Our overall mission is to define immunogens and immunization regimens that can guide product development strategies for a preventive human AIDS vaccine.


Making an HIV vaccine is a difficult and complex task that has eluded scientists for more than 35 years.

Conventional vaccines such as live attenuated and killed virus fail against the highly variable and evasive HIV. Our approach is based on the induction of broadly neutralizing antibodies (bnAbs) to the envelope trimer on the surface of the virus.

37.9 mil

people living with HIV/AIDS worldwide

1.7 mil

new infections per year


new infections every minute


To design a successful HIV vaccine that elicits protective antibodies and induces long-term protective immunity, we propose integrated efforts focused on three areas.


B Cell and Antibody Research

Concentrates on developing immunogens and immunization strategies that induce broadly protective antibody responses to HIV. Focus on broadly neutralizing antibodies is strong as they have proven to be protective in robust non-human primate models and because some non-neutralizing antibodies may have protective qualities that might be exploited in vaccine discovery.


Approaches to Vaccine Design

GERMLINE-TARGETING: Priming immunogen engineered to broadly activate precursors within a bnAb class; boost immunogens are successively more native-like.

IMMUNOFOCUSING: Immunogen sequence designed to focus responses to one or more particular epitopes.

LINEAGE-BASED DESIGN: Immunogens derived from sequence of Env variants in case studies of bnAb development from natural infection.

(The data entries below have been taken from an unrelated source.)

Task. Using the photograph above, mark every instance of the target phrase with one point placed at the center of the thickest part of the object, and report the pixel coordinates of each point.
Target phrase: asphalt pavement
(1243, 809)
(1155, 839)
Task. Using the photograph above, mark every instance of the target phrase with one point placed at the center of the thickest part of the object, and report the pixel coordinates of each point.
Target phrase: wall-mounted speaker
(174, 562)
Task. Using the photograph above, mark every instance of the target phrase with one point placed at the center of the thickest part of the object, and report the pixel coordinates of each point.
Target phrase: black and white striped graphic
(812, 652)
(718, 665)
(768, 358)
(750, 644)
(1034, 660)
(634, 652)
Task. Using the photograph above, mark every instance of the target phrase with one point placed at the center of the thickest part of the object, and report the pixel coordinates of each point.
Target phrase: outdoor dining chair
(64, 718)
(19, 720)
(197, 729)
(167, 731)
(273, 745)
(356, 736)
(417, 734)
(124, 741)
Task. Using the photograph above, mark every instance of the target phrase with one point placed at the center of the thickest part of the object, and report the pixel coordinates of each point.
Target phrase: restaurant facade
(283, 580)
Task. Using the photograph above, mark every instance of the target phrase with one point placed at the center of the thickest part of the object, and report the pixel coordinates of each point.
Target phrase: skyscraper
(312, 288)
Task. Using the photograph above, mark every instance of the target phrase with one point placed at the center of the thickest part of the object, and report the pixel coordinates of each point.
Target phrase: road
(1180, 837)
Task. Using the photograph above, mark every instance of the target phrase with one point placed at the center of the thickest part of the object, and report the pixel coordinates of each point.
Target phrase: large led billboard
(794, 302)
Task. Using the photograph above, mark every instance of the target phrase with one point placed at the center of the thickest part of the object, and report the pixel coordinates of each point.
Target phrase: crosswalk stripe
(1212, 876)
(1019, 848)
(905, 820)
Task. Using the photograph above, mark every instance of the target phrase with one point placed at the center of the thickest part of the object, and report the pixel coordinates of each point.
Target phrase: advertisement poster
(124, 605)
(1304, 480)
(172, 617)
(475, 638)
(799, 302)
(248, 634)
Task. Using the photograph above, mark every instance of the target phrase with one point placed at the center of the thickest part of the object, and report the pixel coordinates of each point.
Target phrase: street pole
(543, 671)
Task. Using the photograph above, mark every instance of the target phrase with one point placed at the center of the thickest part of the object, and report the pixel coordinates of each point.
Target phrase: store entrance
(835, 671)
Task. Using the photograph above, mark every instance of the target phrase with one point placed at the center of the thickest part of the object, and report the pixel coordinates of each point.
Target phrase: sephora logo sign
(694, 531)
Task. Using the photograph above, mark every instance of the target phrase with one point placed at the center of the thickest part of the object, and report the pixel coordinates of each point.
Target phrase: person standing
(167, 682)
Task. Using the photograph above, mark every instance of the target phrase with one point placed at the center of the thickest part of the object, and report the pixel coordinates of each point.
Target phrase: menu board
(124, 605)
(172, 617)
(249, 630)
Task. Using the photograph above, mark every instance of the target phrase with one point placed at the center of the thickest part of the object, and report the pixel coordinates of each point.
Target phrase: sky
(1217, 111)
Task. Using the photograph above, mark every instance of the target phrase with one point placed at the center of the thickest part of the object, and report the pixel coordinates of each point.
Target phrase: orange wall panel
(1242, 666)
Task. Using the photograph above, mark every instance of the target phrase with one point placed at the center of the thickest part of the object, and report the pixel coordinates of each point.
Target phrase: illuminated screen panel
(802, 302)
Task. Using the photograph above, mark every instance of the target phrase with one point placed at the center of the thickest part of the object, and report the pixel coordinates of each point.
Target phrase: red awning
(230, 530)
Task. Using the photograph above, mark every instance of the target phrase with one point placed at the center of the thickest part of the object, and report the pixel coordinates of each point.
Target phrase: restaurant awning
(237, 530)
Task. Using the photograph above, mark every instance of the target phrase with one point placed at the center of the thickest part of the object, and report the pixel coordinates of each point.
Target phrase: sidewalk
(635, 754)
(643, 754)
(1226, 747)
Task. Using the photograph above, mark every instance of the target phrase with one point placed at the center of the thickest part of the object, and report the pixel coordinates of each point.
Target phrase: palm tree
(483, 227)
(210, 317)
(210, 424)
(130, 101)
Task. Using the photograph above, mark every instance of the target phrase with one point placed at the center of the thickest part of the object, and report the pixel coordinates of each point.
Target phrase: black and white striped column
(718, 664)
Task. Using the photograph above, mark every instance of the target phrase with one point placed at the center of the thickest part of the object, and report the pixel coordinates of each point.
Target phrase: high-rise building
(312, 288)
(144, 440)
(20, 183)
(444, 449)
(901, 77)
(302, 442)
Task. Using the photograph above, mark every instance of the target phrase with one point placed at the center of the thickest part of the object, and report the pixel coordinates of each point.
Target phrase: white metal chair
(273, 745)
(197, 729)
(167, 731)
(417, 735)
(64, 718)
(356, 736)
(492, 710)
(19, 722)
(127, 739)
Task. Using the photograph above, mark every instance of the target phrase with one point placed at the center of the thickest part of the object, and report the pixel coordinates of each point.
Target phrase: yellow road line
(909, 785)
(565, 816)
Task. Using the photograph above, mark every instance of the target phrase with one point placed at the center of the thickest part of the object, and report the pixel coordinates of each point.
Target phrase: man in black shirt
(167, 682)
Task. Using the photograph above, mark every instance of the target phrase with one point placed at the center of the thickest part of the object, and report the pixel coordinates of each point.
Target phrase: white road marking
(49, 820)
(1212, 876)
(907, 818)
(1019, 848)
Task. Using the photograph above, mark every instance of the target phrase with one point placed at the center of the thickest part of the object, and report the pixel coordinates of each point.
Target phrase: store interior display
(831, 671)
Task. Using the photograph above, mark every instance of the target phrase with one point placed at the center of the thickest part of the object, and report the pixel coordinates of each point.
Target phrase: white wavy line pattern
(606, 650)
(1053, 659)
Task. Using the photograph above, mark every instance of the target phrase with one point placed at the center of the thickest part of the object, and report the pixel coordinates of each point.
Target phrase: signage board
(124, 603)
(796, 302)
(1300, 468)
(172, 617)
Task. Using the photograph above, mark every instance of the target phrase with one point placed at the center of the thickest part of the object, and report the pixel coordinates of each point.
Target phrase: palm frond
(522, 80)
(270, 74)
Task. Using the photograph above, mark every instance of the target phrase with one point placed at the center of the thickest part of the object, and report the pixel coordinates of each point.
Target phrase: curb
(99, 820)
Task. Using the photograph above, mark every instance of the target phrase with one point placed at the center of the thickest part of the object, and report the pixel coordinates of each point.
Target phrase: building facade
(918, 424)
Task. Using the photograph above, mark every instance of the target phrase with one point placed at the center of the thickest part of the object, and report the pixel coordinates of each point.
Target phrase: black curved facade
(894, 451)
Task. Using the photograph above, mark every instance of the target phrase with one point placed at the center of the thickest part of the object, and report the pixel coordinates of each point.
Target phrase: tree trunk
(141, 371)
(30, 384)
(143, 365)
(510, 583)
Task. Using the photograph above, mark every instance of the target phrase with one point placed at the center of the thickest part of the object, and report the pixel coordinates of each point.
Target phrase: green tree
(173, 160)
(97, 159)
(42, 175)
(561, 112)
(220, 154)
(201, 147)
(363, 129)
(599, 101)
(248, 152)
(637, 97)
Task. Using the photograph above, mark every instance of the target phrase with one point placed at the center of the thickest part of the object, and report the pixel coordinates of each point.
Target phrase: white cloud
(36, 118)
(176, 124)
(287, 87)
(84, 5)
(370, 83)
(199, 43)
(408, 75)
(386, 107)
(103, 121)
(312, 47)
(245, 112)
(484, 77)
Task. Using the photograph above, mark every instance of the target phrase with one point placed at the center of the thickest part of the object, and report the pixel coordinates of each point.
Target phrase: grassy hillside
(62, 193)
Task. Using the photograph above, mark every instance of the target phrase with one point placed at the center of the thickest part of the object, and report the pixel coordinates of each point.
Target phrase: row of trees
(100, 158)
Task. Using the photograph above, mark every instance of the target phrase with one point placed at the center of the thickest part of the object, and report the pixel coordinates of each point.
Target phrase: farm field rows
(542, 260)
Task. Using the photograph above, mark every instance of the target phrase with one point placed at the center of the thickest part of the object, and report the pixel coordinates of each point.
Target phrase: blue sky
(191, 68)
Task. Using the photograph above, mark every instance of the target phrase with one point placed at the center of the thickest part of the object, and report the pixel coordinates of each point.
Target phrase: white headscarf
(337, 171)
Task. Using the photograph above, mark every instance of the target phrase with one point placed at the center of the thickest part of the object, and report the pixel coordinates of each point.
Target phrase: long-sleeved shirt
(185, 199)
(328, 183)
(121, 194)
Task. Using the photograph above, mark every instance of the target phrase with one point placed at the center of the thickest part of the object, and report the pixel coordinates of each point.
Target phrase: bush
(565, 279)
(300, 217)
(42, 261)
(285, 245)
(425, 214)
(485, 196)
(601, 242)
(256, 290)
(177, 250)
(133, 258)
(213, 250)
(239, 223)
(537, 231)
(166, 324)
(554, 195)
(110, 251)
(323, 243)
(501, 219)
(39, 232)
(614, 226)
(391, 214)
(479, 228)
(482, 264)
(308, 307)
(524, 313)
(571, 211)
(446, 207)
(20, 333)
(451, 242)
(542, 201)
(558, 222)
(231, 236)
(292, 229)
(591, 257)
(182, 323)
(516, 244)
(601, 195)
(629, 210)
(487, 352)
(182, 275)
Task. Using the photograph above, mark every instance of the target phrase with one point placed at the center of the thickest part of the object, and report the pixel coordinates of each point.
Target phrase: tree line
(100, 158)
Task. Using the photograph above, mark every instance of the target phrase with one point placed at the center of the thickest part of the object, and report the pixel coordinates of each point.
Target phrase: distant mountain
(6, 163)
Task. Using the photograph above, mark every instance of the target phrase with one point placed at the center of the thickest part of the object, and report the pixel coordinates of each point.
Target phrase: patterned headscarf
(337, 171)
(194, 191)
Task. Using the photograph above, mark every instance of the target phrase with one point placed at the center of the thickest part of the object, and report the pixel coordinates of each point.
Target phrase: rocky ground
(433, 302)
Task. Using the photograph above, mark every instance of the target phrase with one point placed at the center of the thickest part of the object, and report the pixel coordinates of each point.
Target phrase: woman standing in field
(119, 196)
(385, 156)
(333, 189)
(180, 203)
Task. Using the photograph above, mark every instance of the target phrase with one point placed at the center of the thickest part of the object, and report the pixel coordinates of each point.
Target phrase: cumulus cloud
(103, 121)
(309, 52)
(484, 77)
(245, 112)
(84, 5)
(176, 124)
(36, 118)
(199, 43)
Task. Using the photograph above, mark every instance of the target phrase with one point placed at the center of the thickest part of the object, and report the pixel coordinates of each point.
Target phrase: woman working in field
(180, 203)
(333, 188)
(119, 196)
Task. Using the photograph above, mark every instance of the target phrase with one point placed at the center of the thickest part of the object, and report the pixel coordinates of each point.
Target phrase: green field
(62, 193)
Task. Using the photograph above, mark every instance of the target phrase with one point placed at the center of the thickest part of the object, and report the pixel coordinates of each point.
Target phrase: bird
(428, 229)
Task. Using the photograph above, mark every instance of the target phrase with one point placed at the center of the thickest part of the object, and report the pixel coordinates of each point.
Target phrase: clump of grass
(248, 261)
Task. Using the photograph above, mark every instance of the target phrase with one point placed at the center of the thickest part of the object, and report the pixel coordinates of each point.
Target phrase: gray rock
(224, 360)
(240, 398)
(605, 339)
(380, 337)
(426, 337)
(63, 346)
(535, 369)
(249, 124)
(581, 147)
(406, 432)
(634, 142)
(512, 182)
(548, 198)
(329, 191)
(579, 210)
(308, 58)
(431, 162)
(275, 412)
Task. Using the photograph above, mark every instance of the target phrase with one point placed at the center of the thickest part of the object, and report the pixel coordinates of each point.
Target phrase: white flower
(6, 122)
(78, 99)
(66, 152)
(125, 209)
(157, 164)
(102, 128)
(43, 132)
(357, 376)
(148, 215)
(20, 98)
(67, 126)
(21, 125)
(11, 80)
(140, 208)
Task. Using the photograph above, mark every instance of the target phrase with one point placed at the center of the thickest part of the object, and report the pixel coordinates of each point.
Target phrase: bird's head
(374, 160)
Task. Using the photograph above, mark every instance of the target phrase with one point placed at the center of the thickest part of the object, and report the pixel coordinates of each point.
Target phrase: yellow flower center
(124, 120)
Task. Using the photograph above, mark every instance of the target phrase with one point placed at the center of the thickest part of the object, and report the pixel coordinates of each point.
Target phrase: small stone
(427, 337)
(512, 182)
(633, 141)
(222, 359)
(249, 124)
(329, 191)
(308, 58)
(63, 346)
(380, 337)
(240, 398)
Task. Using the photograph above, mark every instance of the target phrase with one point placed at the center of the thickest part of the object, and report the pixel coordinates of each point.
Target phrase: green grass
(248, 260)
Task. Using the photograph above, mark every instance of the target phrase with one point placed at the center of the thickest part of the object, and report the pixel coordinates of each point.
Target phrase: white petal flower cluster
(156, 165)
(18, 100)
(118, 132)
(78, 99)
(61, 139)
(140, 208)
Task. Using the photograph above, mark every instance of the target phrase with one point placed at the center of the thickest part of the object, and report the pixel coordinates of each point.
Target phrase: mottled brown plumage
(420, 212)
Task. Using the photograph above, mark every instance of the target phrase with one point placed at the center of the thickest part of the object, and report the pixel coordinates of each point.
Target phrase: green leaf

Clinical Trials and Evaluation

For consideration as a clinical candidate, an immunogen will first be expected to meet a number of criteria. We will only pursue development and clinical testing of vaccines that elicit bnAbs under physiological conditions relevant to humans. Detailed analysis and understanding of immune responses in humans will be crucial to iterative vaccine design improvements. Frequencies of polyclonal off-target B cells compete for immunodominance not only during priming but at all stages of sequential vaccination. Polishing trimer immunogens should generally be validated as part of a bnAb-inducing regimen, but if proposed alone must induce nAbs in NHPs.

"We seek to discover immunogens and immunization strategies that induce antibody and cellular immune responses that are able to protect against exposure to the enormous diversity of global HIV isolates."